The ending of this segment was much different than the book and Matheson’s twist I thought worked masterfully on television. It was the saccharine sweet performance of the late Nyree Dawn Porter that made it creepy.

Finally, Wilder has decided that, to prevent the mistakes of the past from being repeated, he and his family must become Martians. The family takes the “camping trip” just as they did in the book and that is how the mini-series ends.

According to IMDB, Bradbury found the movie incredibly boring. If sci-fi fans were looking for shoot-em-up action, they weren’t going to find it here. The television miniseries was nearly as cerebral as the book, with Matheson occasionally explaining things readers were able to figure out on their own.

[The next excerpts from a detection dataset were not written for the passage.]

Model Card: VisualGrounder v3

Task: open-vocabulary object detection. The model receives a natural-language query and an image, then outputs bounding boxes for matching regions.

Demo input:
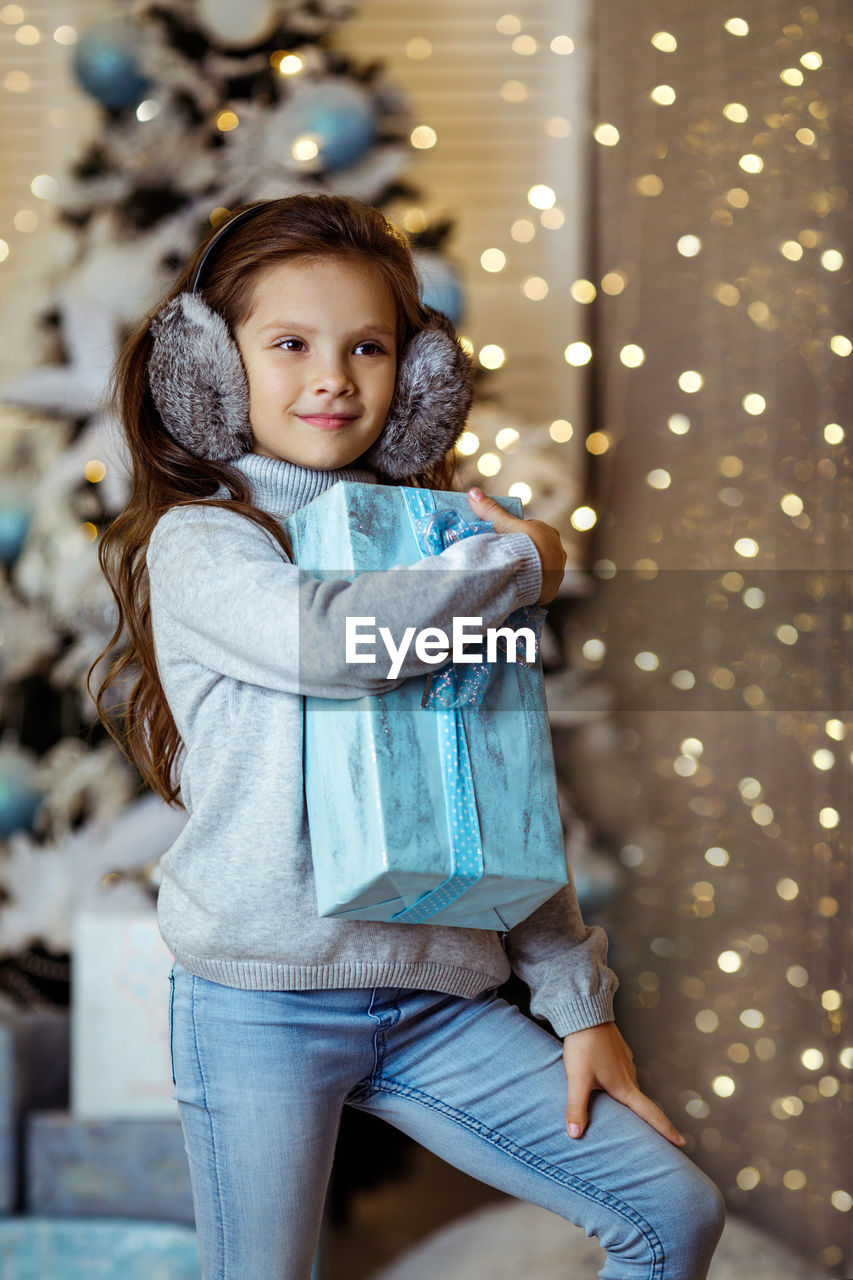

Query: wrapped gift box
[286,481,567,929]
[70,906,178,1121]
[24,1111,195,1222]
[0,1005,69,1208]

The sets were top notch and it’s easy to see that the producers were willing to invest in sets, props, and special effects. The Martian cities resemble the imagery constructed by H.P Lovecraft in tales such as Call of Cthulu and many of his Dunsanian works with its off kilter geography of triangles and spheres rather than right angles. The models and other props used in the special effects were among the best of their day.

The Martian Chronicles stands at the pantheon of science fiction literature. As a television mini-series, its merely above average. Bradbury’s writing is nearly pure emotion. He’s not an action oriented writer. His work needs to be retooled when brought to the screen to keep the audience engaged. Richard Matheson deserves a great deal of credit for making this cerebral series of vignettes work on television.

1 comment:

  1. I'm finally getting around to watching this series. Thanks for your useful review.